En tout état de cause, il incombe aux juges du fond de rechercher, au-delà des énonciations de la lettre de licenciement, la véritable cause du licenciement [7].
Ainsi, le juge n’est pas lié par la ou les qualifications que l’employeur a retenues dans la lettre de licenciement.
3/ Les limites.
La pluralité des motifs du licenciement n’est pas une règle absolue.
En effet, en cas de coexistence d’un motif économique et d’un motif personnel à l’appui d’un licenciement, il appartient au juge de rechercher celui qui a été la cause première et déterminante du licenciement et d’apprécier le bien-fondé du licenciement au regard de cette seule cause [8].
Cette solution s’impose puisque, selon l’article L1233-3 du Code du travail, seul un motif non lié à la personne du salarié peut revêtir un caractère économique :
« Constitue un licenciement pour motif économique le licenciement effectué par un employeur pour un ou plusieurs motifs non inhérents à la personne du salarié résultant d’une suppression ou transformation d’emploi ou d’une modification, refusée par le salarié, d’un élément essentiel du contrat de travail, consécutives notamment (…) ».
A titre d’exemple, est sans cause réelle et sérieuse le licenciement d’un ingénieur commercial pour absence de résultat et non-respect de la politique commerciale ayant contribué fortement à la baisse de l’activité de l’entreprise et à la suppression de son poste dans le cadre d’une restructuration, dès lors que les griefs personnels ont été, en l’espèce, prépondérants [9].

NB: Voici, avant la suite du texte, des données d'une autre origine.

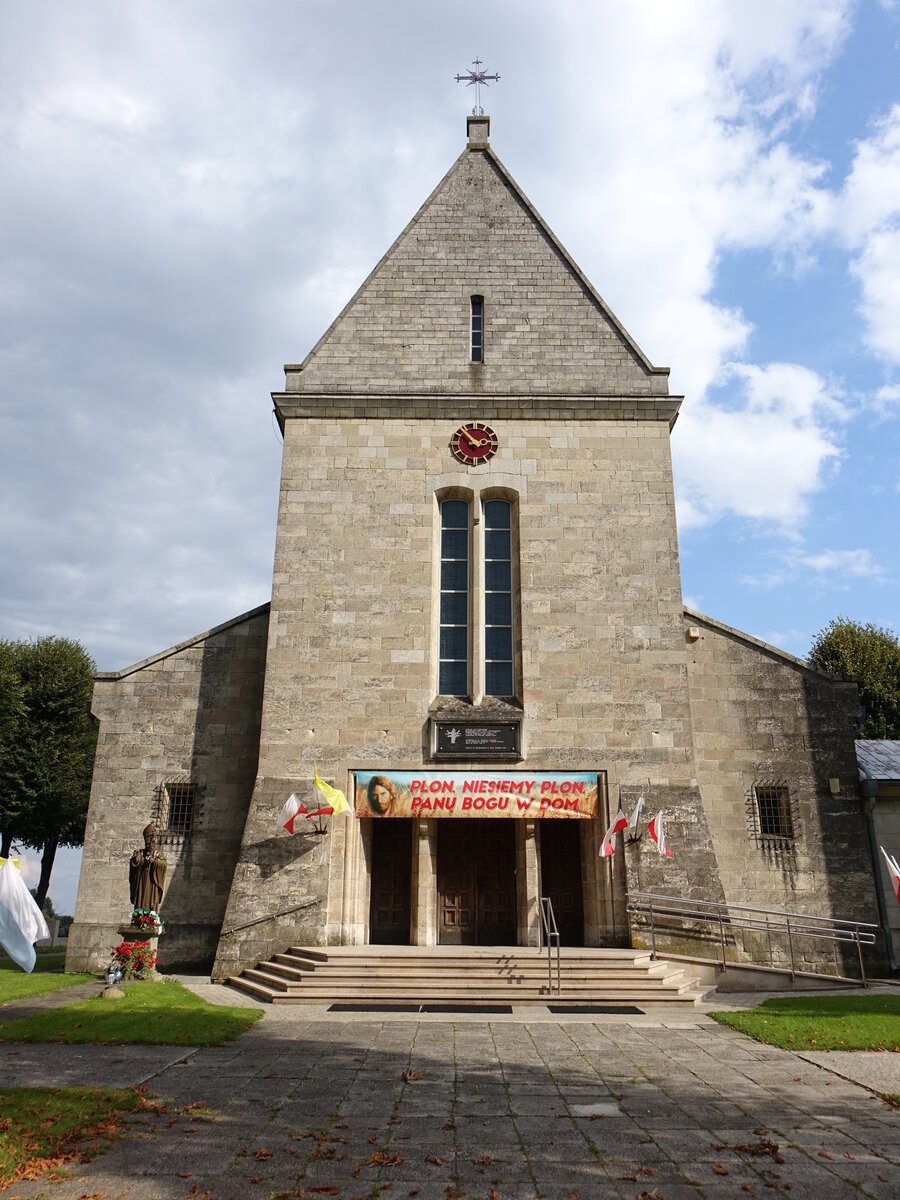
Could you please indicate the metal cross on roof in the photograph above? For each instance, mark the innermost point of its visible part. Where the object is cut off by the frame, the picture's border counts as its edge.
(478, 77)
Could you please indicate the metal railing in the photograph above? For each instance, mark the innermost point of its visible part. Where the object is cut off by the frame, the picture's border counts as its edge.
(551, 935)
(772, 922)
(268, 916)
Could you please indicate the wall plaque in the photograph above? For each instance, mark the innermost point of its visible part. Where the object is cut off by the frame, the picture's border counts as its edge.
(475, 739)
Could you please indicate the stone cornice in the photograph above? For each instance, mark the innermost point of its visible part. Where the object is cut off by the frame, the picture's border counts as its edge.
(454, 406)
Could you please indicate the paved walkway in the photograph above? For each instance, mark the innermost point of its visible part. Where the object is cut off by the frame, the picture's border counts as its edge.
(665, 1105)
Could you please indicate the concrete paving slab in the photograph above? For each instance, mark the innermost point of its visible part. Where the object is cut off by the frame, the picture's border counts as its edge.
(876, 1069)
(541, 1108)
(84, 1066)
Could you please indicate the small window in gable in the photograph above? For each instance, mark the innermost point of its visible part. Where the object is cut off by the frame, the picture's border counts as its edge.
(478, 329)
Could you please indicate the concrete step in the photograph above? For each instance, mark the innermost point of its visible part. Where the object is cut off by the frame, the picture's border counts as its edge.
(451, 975)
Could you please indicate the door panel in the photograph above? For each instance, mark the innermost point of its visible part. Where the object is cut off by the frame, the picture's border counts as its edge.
(477, 882)
(561, 877)
(391, 876)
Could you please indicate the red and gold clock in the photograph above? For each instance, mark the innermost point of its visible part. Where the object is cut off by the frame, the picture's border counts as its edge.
(474, 443)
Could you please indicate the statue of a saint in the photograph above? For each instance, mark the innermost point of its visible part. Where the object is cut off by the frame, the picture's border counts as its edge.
(147, 873)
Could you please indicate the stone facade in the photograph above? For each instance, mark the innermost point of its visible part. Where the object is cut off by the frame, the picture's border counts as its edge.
(763, 718)
(610, 679)
(187, 714)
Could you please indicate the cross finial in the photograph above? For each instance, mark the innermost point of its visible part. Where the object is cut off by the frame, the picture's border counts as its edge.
(478, 77)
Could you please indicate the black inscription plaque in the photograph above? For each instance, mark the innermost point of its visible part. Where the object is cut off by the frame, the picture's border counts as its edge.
(475, 739)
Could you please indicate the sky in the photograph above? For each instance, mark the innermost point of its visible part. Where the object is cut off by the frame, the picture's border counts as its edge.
(191, 190)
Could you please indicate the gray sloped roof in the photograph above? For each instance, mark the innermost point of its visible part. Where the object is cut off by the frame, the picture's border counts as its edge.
(881, 759)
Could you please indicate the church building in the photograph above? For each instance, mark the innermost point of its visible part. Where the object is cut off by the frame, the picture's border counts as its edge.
(477, 633)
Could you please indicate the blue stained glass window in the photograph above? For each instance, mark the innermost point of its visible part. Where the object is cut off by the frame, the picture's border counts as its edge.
(454, 641)
(478, 329)
(498, 599)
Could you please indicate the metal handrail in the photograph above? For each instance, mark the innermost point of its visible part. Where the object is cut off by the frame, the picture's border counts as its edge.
(549, 922)
(768, 921)
(269, 916)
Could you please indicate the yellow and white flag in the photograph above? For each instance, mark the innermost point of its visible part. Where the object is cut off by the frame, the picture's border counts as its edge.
(334, 796)
(22, 922)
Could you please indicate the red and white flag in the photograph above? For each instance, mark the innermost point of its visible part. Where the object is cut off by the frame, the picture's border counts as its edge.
(636, 815)
(295, 808)
(659, 835)
(619, 822)
(894, 871)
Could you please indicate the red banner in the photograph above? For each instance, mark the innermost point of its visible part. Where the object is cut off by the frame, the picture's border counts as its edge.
(463, 793)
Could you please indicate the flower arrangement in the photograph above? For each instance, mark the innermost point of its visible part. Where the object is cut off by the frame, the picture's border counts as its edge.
(136, 960)
(147, 918)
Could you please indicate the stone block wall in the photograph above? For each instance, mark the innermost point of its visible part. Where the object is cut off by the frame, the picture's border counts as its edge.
(191, 713)
(545, 330)
(352, 659)
(762, 717)
(887, 834)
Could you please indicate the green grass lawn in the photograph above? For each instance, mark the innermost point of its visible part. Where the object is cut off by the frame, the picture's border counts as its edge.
(822, 1023)
(41, 1128)
(150, 1014)
(15, 984)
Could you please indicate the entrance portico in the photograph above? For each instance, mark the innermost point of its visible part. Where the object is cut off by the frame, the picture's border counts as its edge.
(472, 871)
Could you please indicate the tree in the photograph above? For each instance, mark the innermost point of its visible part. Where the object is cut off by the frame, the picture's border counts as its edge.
(873, 655)
(47, 743)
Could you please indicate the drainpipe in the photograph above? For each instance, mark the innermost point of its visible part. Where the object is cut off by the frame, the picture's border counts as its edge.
(870, 791)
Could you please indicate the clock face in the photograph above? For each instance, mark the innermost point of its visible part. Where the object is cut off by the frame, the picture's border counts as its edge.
(474, 442)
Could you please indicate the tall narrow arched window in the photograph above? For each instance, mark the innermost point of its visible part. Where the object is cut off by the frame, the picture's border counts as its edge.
(498, 599)
(455, 586)
(478, 329)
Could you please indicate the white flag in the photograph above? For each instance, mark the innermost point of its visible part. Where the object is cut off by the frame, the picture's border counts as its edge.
(619, 822)
(894, 870)
(659, 835)
(22, 922)
(636, 815)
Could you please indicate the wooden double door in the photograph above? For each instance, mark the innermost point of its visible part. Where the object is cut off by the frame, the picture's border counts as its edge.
(477, 882)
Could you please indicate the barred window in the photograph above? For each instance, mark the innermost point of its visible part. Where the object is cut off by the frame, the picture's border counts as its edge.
(177, 805)
(773, 808)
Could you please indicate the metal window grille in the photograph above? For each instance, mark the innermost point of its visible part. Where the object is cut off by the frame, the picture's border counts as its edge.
(773, 808)
(178, 805)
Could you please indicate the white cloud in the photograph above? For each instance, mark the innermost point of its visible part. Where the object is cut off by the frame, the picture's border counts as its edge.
(766, 454)
(867, 216)
(856, 563)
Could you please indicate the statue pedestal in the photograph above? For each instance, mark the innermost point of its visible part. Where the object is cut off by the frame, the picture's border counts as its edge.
(148, 935)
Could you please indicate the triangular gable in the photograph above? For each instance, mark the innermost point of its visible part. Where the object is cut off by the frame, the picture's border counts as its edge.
(546, 329)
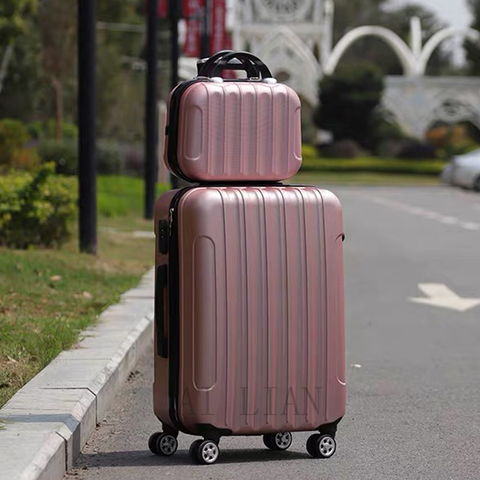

Par ailleurs, dans un arrêt du 8 février 2023 [10], la Cour de cassation a jugé que lorsque le salarié a été déclaré inapte par le médecin du travail, les dispositions d’ordre public des articles L1226-2 et L1226-2-1 du Code du travail font obstacle à ce que l’employeur prononce un licenciement pour un motif autre que l’inaptitude, même s’il a engagé antérieurement une procédure de licenciement pour une autre cause (en l’espèce, une faute lourde).
La Cour de cassation avait déjà jugé que l’employeur ne peut pas licencier pour motif économique un salarié déclaré physiquement inapte à son emploi sans méconnaître les dispositions du Code du travail [11].
Par exception, est valable le licenciement pour motif économique d’un salarié déclaré inapte, par une entreprise cessant son activité et n’appartenant pas à un groupe [12].